Au cliché ravageur, qui exige un investissement concentré et ponctuel, Pétillon semble donc lui aussi vouloir ajouter le travail du chroniqueur, miroir de son temps et bâtisseur de récits. De Cabu à Pétillon, d’ailleurs, la logique est la même : voilà des auteurs qui ont toujours navigué entre le récit court (le Cabu du Grand Duduche, comme le Pétillon des premiers Palmer, hésitait sans cesse entre l’histoire en une planche et le récit long) et le dessin unique.
Chez Pétillon, le don du dessin d’actualité s’est révélé un peu plus tardivement, mais le travail d’épuration du trait, et de concentration de la charge, a été si admirable, et s’est appuyé sur une si grande force d’écriture (c’est un génie de la formule juste), que chaque nouvel opus, fût-ce un simple recueil de dessins, est une gourmandise.

Gourmandise, donc. Le lecteur espère retrouver dans chaque nouvel album la joie féroce du crobard isolé, mais comme étirée, allongée, étendue au fil des pages. Un plaisir vif, rendu durable, une sorte de long gloussement à rebondissements. L’Enquête corse, dont chaque page rebondissait trois ou quatre fois, remplissait merveilleusement ce contrat : situations, formules, caractères, clins d’oeil, tout rythmait et tout emportait ensemble rire et conviction. Les Corses eux-mêmes — et Dieu sait pourtant qu’il y en a d’épais — riaient, pris au dépourvu par une charge si féroce et si légère à la fois.
C’est que Pétillon met au service de son talent d’escrimeur la même botte secrète que Cabu : ils utilisent le truchement du naïf, du candide, du rêveur déconnecté qui traverse les intrigues et les embrouilles en n’y comprenant rien, ou pas grand chose, et sans perdre de son innocence. Jack Palmer et son imper jouent le même rôle narratif dans la France de Chirac que Duduche dans celle de De Gaulle et Pompidou : ils disent sans cesse que tout est absurde, il déréalisent plus qu’ils ne critiquent, ils annulent l’effet hargneux de la satire pour la transformer en une divagation hilarante.
Cabu y a gagné un art véritable du carnet de reportage : croqueur de génie, crobardeur sensible, historien graphique du Paris des années 60 à 90, il s’identifiait assez à son Duduche pour conserver lui-même la fraîcheur du personnage jusque dans son propre regard.

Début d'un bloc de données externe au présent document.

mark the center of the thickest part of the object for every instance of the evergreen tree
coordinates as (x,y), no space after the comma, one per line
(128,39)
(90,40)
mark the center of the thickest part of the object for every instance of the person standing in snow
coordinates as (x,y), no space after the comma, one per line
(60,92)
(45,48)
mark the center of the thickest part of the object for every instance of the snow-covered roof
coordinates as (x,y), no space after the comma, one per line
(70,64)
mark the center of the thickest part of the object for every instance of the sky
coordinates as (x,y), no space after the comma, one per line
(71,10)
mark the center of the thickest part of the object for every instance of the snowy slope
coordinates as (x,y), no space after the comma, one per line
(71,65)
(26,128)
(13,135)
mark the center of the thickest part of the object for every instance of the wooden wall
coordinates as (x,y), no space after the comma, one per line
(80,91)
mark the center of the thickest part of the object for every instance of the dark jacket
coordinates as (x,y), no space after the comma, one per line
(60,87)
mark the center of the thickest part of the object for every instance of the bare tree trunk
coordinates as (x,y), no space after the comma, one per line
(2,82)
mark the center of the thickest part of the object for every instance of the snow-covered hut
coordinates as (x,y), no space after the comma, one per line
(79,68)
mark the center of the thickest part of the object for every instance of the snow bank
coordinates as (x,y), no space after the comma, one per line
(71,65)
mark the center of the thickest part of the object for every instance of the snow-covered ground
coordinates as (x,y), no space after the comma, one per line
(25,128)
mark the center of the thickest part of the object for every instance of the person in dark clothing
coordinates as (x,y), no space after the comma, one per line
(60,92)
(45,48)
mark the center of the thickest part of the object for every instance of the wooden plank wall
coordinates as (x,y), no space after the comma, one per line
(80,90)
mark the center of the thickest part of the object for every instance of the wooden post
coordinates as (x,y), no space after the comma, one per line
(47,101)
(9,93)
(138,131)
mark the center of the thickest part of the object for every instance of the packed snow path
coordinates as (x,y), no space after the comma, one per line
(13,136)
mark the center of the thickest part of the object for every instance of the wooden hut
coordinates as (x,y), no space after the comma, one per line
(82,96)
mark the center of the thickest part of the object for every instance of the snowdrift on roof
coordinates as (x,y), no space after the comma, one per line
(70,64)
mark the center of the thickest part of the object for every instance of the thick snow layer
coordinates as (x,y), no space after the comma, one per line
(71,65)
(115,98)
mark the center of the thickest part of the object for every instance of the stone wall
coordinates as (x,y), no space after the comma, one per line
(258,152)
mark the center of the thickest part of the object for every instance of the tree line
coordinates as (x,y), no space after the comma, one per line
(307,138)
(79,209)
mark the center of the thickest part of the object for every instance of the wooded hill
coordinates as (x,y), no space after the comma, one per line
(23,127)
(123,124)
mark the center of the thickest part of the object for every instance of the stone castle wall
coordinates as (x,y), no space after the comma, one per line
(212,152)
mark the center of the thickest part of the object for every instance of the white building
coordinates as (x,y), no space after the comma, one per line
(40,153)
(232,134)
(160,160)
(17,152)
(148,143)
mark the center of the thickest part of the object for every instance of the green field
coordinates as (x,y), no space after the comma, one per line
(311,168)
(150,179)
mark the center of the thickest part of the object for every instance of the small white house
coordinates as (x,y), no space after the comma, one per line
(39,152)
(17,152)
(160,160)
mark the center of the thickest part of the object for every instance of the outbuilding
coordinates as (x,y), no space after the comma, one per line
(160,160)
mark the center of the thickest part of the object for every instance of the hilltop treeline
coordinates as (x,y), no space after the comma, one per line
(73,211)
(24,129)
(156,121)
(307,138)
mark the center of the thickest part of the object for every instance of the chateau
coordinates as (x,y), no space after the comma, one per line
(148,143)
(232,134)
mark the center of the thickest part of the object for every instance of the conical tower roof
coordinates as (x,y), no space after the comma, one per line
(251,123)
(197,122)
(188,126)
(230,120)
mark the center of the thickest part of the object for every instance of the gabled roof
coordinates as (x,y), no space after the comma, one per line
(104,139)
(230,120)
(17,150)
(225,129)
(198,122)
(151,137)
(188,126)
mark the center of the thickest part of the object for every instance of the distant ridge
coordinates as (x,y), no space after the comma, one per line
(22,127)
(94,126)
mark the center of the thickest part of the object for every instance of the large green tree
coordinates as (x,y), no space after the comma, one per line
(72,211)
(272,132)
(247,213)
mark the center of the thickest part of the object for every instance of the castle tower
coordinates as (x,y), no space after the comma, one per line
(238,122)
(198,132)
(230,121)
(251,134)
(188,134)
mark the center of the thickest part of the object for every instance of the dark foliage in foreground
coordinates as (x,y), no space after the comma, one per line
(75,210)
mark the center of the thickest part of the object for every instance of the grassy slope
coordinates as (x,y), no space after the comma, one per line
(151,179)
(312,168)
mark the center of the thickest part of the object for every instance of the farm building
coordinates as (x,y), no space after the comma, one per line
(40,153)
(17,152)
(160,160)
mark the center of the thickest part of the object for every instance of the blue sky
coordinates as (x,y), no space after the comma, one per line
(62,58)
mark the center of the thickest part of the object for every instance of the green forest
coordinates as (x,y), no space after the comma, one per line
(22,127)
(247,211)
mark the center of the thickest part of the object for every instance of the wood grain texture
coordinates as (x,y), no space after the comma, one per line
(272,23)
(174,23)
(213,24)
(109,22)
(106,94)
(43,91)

Mais Pétillon, hélas, n’assume pas intégralement Palmer. En passant des Corses aux barbus, il donne le sentiment un peu pénible de lorgner du côté de la chronique sociétale. Il cède, un peu, à la tentation hugolienne de l’observateur de son siècle, ironique et distant, agile mais un peu orgueilleux : on sent trop souvent derrière les planches le dessinateur qui joue la connivence avec son lectorat au détriment de son personnage (comme si, à chaque case, une petite voix sussurrait à l’oreille du lecteur : «eh, oh, je ne suis pas Palmer, moi : je comprends ce qui se passe, j’en démonte la mécanique, je mets le réel à nu»).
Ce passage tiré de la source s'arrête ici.